On View:  June 6 – September 13, 1996

Chihuly Baskets

Artist Bio

Dale Chihuly was born in 1941 to a poor family in Tacoma, WA. Hard-working and gregarious, he studied architecture, interior design and weaving at the University of Washington, Seattle, during the early 1960’s, before studying glassblowing at the University of Wisconsin, Madison, and at the Rhode Island School of Design. In 1968 he received a Fulbright fellowship to study at the Venini Workshop in Venice, Italy, learning the team concept of glassblowing. A revolutionary idea in the United States, this concept of master craftsmen working together on a single piece was incorporated in the Pilchuck Glass School in Stanwood, WA, a school that Chihuly co-founded in 1971 with art patrons John Hauberg and Ann Gould Hauberg. In 1976, Chihuly lost an eye in an automobile accident and since then has no longer been able to blow glass due to a lack of depth perception. Not to worry: He orchestrates his innovative art via teamwork in his Seattle studio. In 1992 Chihuly was the recipient of the first National Living Treasure Award given by the United States.

The “Basket” series began with a 1977 visit with James Carpenter to the Washington State Historical Museum. There Chihuly saw Northwest Coast Indian baskets on display and in the storage rooms. He was taken by how the baskets sagged under their own weight, as glass does when being blown. He had explored organic form in his earlier environmental pieces, but this lyrical asymmetry of the misshapen baskets was alien to the vessels traditionally made by glass blowers and to his own stolid “Cylinders.” In the “Baskets” Chihuly began to explore forms it could be created on a blowpipe, focusing on process and chance, concepts current in the art world at the time.

Chihuly also began his first explorations of color, working primarily with the earthy tones of his models as well as red-orange and black. The color was pure, translucent, emphasizing the form although some of the transitional “Baskets” did have surface decoration, drawings similar to those seen on the “Cylinders”.

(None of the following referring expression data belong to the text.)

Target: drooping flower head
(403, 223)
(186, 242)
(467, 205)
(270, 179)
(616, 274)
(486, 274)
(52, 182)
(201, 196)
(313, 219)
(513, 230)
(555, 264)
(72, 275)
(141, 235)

The Indian baskets had been stacked inside each other to save space in storerooms. Chihuly did the same with his glass vessels, setting up a visual “conversation” among the individual pieces and presenting the ensemble as a single work.

Exhibition Statement

This exhibition presented the exquisite glass sculpture of internationally renowned artist, Dale Chihuly. The abstract shape and surface design of this work was inspired by North West Coast Indian baskets. Included in the exhibition was a selection of Native American basketry from Chihuly’s private collection which provided a vivid commentary and reference to his glass sculpture.

The exquisite glass sculpture of Dale Chihuly broke attendance records at the Schneider Museum of Art. During the month of June, almost 3000 enthusiastic patrons visited the museum more than doubling the museum’s average monthly attendance at the time.

The exhibition featured 23 “Basket” forms made from hand-blown glass that were inspired by the shape and design of Native American basketry. A selection of these baskets from the private collection of the artist complements the show. The exhibition surveyed work produced between 1978 and 1994 and marked the evolution of the artist’s production of ever-larger and more expressive and colorful works.

With this series, Chihuly liberated his glassblowing process from the restrictions of symmetry, allowing glass to respond naturally to gravity. He began to replicate the wavering woven forms of old Northwest Coast Indian baskets after having seen them in the summer of 1977. Chihuly remembers, “I had seen some beautiful Indian baskets at the Washington State Historical Society, and I was struck by the grace of their slumped, sagging forms. I wanted to capture this grace in glass. The breakthrough for me was recognizing that heat was the tool to be used with gravity to make these forms.” In homage to the stacked and collapsing baskets, Chihuly began to group his Baskets together into sets. Originally the Baskets were earth-toned and red; he later experimented with more exuberant colors. Another color was used to delineate the opening of the vessel–a lip wrap–a device that would be used in nearly all his subsequent series.

Early baskets were made with complex surface patterns and noticeable contrast between interior and exterior, which intimate more directly the materials we associate with those made of fiber. Later versions play on a more figurative notion of basket as containing form. Chihuly exploits the liquid translucence of glass by nestling numerous smaller forms within his newer Baskets and forces our gaze from the surface through to the interior. Thus, we penetrate these vessels not via their openings but via the glass itself.

The Baskets, with their powerful cultural allusion and their realization of an abstract, expressive formal language resonate within Chihuly’s oeuvre. As isolated objects the Baskets succeed in convincingly transferring Chihuly’s own love of marvel and discovery, his own intuition for forms that bespeak something mysterious and resistant to verbal explanation. Of all the series that Chihuly has pursued, it is in the Basket series-both early and late-that this sensation of private discovery and of unspecified meaning is strongest.